Today, security vulnerabilities are increasingly plaguing large open source projects. According to RiskSense statistics, the number of open source software vulnerabilities more than doubled in 2019 compared to 2018. Considering that nearly 91 percent of commercial applications contain outdated or deprecated open source components, the impact of security vulnerabilities is far-reaching.
As a member of the open source software community, Google is well aware of the growing threat to open source projects posed by software supply chain attacks, and Allstar is its latest tool to improve security.
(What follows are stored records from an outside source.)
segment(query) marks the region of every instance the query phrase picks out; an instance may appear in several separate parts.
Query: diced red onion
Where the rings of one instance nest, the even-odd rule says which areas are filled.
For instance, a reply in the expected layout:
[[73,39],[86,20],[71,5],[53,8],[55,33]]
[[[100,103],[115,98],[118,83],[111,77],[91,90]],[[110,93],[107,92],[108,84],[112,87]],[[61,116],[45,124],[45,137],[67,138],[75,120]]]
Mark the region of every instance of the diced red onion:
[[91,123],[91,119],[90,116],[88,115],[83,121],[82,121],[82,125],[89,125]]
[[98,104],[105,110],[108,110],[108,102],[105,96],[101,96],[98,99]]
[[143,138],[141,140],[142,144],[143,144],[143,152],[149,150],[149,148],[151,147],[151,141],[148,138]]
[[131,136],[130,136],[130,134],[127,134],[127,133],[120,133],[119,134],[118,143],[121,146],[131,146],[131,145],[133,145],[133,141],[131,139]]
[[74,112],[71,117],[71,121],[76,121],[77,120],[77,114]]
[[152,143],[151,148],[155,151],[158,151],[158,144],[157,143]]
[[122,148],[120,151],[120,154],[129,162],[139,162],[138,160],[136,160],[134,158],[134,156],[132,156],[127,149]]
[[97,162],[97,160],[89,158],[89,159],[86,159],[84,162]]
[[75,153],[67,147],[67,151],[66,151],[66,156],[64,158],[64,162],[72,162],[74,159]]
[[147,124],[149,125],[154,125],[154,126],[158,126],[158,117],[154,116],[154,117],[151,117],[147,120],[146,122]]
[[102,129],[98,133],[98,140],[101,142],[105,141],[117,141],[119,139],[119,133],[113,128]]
Allstar is an application that provides automatic and continuous enforcement of security best practices for GitHub projects. This new app works by allowing project owners in the GitHub repository to check for compliance with security policies, set the required enforcement actions, and then continuously enforce those actions when settings or files in the project repository change。
Allstar is a companion product to Scorecards, another open source tool also maintained by Google, which automatically assesses the risk of any GitHub repository and its dependencies. scorecards checks for heuristics such as whether the project uses branch protection, cryptographically signed release artifacts, or requires code review, and generates a score for each category, and generates an evaluated score for each category to help users understand what areas might need improvement.
Allstar, on the other hand, can take over on this basis, giving project maintainers an easier way to automate the execution of specific security checks. Thus, if any repository fails a security check, Allstar automatically steps in and makes the fixes it deems necessary to resolve the issue. With this program it is possible to free developers from the daily repetition of checking and fixing.
Allstar Initial Security Policy Check/Implementation includes.
- Branch protection (for unauthorized pull requests, forced pushes, etc.).
- The existence of a SECURITY.md file that contains defined policies for responsible vulnerability disclosure.
- Enforcement of specific requirements for external collaborators (for example, users with warehouse administrator privileges must be members of the organization).
- Detection and alerting if binary artifacts are found in the repository.
The number of security policy checks that Allstar can perform is currently limited, and Google plans to roll out more policies over the next few months – including freezing dependencies and automatically updating dependencies.
Mike Maraya, Senior Program Manager at Google, said.
“In short, Scorecards help developers measure the current security status of their projects against the ultimate goals they want to achieve, and Allstar helps you get there. allstar is still in the early stages of development, so we welcome active use and feedback in the community.”
Interested developers can visit Allstat’s GitHub page for more details.